Further information: Turkish Courts-Martial of 1919-20

The dissolution of the CUP was achieved through military trials.

As the military position of the Central Powers disintegrated in October 1918, the government resigned. A new Grand Vizier, Ahmed Izzet Pasha, negotiated the Armistice of Mudros at the end of the month. The position of the CUP was now untenable, and its top leaders fled three days later.

British forces occupied various points throughout the Empire, and through their High Commissioner Somerset Calthorpe demanded that those members of the leadership who had not fled be put on trial, a policy also demanded by Part VII of the Treaty of Sèvres formally ending hostilities between the Allies and the Empire. The British carried off 60 Turks thought to be responsible for atrocities to Malta, where trials were planned. The new government obligingly arrested over 100 party and military officials by April 1919 and began a series of trials. These were initially promising, with one district governor, Mehmed Kemal, being hanged on April 10.
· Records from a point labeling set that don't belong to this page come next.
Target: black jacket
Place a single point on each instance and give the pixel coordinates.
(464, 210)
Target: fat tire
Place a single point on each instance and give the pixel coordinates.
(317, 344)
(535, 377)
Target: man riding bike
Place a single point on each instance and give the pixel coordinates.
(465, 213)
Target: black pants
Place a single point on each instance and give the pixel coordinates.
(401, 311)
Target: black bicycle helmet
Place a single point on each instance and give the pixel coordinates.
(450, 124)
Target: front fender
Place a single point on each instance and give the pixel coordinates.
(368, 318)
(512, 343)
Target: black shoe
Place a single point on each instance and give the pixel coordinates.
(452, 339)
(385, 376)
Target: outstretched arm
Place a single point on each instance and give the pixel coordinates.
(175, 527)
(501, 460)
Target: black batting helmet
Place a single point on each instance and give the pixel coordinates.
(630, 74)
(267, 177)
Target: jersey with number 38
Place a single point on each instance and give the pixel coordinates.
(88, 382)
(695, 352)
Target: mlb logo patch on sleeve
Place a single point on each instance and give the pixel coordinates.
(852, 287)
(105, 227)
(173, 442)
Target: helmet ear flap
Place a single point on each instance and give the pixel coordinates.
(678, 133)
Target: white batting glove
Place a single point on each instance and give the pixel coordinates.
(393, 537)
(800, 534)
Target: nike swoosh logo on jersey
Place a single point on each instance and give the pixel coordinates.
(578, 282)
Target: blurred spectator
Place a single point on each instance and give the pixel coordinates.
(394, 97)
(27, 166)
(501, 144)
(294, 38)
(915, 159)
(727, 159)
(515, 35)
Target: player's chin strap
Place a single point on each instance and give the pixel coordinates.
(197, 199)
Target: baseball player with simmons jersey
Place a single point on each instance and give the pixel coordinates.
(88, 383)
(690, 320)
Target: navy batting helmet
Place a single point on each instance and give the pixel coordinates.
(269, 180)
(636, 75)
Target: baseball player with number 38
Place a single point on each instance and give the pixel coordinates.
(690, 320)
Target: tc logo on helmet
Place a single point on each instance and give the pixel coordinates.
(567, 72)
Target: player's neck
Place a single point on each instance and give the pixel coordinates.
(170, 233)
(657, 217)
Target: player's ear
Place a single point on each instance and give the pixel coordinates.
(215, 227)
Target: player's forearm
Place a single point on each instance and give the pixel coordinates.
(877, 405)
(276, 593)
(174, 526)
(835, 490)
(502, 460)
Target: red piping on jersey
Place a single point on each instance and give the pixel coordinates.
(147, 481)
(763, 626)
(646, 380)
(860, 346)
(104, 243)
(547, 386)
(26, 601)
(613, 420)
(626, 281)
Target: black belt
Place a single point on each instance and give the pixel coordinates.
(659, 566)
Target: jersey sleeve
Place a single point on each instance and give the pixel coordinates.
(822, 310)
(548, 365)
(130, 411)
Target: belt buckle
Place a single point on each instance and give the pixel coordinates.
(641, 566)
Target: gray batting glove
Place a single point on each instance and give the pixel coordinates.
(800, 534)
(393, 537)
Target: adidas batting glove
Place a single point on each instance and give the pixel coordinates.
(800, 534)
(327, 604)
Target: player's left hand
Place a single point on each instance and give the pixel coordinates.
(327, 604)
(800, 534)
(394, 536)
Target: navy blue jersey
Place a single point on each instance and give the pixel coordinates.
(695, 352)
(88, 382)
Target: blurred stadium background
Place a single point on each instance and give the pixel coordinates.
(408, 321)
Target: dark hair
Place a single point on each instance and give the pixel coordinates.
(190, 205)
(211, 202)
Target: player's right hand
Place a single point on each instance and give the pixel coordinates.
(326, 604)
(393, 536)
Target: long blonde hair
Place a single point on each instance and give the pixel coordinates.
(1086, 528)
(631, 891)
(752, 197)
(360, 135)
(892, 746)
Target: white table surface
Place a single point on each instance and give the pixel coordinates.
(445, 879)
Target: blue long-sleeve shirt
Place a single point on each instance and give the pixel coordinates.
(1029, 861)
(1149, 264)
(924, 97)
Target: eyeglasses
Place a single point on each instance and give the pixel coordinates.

Any possibility of a general effort at truth, reconciliation, or democratization was, however, lost when Greece, which had sought to remain neutral through most of World War I, was invited by France, Britain, and the United States to occupy western Anatolia in May 1919. Nationalist leader Mustafa Kemal (with obvious relation to the CUP official, see the 31 March Incident) rallied the Turkish people to resist. Two additional organizers of the genocide were hanged, but while a few others were convicted, none completed their prison terms. The CUP and other Turkish prisoners held on Malta were eventually traded for almost 30 British prisoners held by Nationalist forces, obliging the British to give up their plans for international trials.